No one trusts science that isn’t transparent about its research hypothesis, its raw data, or its conflicts of interest. No one trusts a government built on lies, on secrets, on cover ups, and propaganda. That’s why my uncle famously observed that the word secrecy is repugnant to a free and open society.
RFK Jr. told the bureaucrats at HHS that a key “reason why our agencies have lost public trust is that they have become too politicized,” and that “there’s no such thing as Democratic children or Republican children.”
“Science gets politicized when power and profit are involved, and power and profit are blind to compassion,” he continued. “Reducing the influence of money, therefore, goes hand in hand with depoliticizing HHS.”
Kennedy lamented that a “fog of narrative warfare” had left Americans with a warped view of his character and beliefs.
“Let’s start a relationship by letting go of any preconceptions that you may have about me,” he stated. “I’m going to keep asking questions but hold my preconceived answers lightly. I’m willing to be wrong,” Kennedy said.
“I’m not going to impose any of my beliefs over yours,” he added. “Instead, we’re going to launch a new era of radical transparency. Only through radical transparency can we provide Americans with genuine informed consent, which is the bedrock and foundation of Democracy.”
RFK Jr. continued: “It’s no secret that many of our institutions of our Democracy, and even of science and medicine, are no longer transparent.”

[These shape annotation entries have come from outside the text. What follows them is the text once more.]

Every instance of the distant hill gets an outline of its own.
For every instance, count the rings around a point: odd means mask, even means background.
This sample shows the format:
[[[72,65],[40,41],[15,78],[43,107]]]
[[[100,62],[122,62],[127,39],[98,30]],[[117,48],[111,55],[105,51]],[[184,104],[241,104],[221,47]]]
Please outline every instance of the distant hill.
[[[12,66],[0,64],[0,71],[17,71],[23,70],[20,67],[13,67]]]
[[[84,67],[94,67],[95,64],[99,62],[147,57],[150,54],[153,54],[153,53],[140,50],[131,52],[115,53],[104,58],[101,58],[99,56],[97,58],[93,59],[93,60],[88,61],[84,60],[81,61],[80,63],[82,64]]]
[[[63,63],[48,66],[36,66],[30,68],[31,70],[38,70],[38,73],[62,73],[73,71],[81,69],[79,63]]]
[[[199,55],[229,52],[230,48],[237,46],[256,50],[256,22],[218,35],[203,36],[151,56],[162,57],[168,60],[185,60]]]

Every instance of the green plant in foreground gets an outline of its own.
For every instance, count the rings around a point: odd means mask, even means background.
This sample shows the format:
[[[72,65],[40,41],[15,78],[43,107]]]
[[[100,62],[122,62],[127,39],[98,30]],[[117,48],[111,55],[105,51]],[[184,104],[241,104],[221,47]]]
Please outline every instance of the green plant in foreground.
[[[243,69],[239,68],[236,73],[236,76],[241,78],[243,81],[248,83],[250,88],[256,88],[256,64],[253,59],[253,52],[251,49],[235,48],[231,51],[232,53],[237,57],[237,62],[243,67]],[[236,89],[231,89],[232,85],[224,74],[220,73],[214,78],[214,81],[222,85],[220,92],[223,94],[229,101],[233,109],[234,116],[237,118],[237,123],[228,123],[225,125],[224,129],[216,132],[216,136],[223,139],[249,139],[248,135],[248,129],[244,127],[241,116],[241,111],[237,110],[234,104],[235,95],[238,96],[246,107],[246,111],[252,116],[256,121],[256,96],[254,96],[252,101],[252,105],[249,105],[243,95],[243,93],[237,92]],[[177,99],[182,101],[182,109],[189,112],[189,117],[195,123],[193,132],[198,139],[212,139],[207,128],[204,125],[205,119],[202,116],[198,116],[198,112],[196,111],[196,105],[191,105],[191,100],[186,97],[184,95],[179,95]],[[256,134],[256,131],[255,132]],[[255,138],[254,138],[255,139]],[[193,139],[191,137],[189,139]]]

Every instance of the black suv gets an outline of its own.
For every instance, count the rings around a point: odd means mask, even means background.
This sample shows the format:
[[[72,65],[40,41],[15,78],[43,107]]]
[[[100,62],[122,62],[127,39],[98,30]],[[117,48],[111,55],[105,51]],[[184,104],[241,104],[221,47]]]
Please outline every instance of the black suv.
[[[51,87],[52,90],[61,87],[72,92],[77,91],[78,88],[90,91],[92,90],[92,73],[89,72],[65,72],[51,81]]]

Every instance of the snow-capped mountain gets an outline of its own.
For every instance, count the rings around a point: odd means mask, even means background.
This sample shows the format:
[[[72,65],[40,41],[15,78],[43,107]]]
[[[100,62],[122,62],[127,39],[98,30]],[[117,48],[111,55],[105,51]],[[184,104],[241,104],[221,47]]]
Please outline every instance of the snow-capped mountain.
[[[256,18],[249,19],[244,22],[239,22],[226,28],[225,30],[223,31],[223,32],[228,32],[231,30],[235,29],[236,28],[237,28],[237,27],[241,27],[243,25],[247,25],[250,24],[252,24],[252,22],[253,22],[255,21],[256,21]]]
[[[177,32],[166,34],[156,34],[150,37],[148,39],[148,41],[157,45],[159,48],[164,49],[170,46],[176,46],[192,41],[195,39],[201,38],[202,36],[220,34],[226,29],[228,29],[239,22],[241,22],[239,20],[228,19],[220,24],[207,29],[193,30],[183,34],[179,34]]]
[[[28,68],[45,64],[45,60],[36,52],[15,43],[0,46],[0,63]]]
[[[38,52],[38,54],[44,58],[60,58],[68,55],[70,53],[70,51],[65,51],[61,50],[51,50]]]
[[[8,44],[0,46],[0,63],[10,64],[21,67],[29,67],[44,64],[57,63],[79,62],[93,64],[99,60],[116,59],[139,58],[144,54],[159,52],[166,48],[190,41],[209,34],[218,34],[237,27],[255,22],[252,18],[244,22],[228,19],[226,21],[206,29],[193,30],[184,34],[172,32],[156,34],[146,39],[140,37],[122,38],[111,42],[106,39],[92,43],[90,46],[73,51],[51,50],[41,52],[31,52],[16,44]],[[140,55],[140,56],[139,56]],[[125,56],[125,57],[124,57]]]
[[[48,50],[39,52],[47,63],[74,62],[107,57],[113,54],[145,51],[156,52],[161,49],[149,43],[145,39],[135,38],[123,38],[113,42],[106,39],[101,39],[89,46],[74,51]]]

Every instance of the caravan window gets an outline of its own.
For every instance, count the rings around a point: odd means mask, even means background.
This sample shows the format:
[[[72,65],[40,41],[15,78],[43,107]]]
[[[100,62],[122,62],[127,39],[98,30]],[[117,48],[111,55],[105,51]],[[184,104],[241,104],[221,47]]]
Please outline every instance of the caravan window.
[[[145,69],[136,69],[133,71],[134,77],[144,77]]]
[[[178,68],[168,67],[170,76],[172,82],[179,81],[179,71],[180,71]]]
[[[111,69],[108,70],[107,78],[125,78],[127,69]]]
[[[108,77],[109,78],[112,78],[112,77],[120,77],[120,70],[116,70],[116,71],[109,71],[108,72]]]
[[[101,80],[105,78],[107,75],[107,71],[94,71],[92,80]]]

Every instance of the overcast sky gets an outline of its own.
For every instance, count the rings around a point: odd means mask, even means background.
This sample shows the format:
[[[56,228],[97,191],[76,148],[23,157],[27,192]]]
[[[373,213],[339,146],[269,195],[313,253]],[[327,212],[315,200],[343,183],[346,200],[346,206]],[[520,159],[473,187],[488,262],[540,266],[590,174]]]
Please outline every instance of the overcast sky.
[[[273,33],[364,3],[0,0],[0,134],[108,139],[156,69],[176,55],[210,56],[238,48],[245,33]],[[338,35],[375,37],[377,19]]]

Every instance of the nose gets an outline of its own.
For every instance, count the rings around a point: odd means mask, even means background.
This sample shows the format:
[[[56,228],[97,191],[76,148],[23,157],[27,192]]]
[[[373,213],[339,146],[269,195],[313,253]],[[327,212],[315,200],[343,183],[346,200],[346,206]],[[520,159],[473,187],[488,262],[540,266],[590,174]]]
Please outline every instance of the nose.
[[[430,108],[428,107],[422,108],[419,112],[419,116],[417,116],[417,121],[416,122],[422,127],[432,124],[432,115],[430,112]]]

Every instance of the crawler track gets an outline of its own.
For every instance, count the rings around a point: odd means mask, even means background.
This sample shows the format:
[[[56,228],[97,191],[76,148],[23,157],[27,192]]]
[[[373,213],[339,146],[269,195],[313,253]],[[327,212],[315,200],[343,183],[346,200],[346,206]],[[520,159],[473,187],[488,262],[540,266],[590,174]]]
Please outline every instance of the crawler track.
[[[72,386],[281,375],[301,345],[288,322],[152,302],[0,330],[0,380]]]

Because of this, he argued, these institutions “have become inefficient, dysfunctional or corrupt,” and in some cases, become “captive to profit-making industries and stagnated in bureaucratic secrecy.”
Kennedy acknowledged however that the majority of people in our public health agencies have good motives and are “competent, ethical, caring and idealistic.”
“I believe that most of you here are not here for the money,” he told his HHS audience.
“My goal as Secretary here at HHS will be to create a culture of competency, of ethics, of openness, of transparency, of caring, and of pride so that individuals who share these ideals can flourish and thrive,” Kennedy said. “Those who are unwilling to embrace those kinds of ideas can retire,” he added.
RFK Jr. vowed to “remove conflicts of interest” at HHS whenever possible or “balance them with other stakeholders,” and to shut the revolving door to outside companies “to restore public trust.”
“We will make our data and our policy process so transparent that people won’t even have to file a FOIA request,” he promised.
RFK Jr. also pledged to bring Elon Musk’s Department of Government Efficiency (DOGE) into HHS to make Medicare and Medicaid more efficient.
“The same DOGE technology that has uncovered vast amounts of waste and fraud can be used to better serve our fellow citizens who depend on these programs to make sure that no one is left behind and no one is left out,” he said. “We will aim to set a standard of courtesy, efficiency, professionalism, and integrity that will make HHS again the envy of the world.”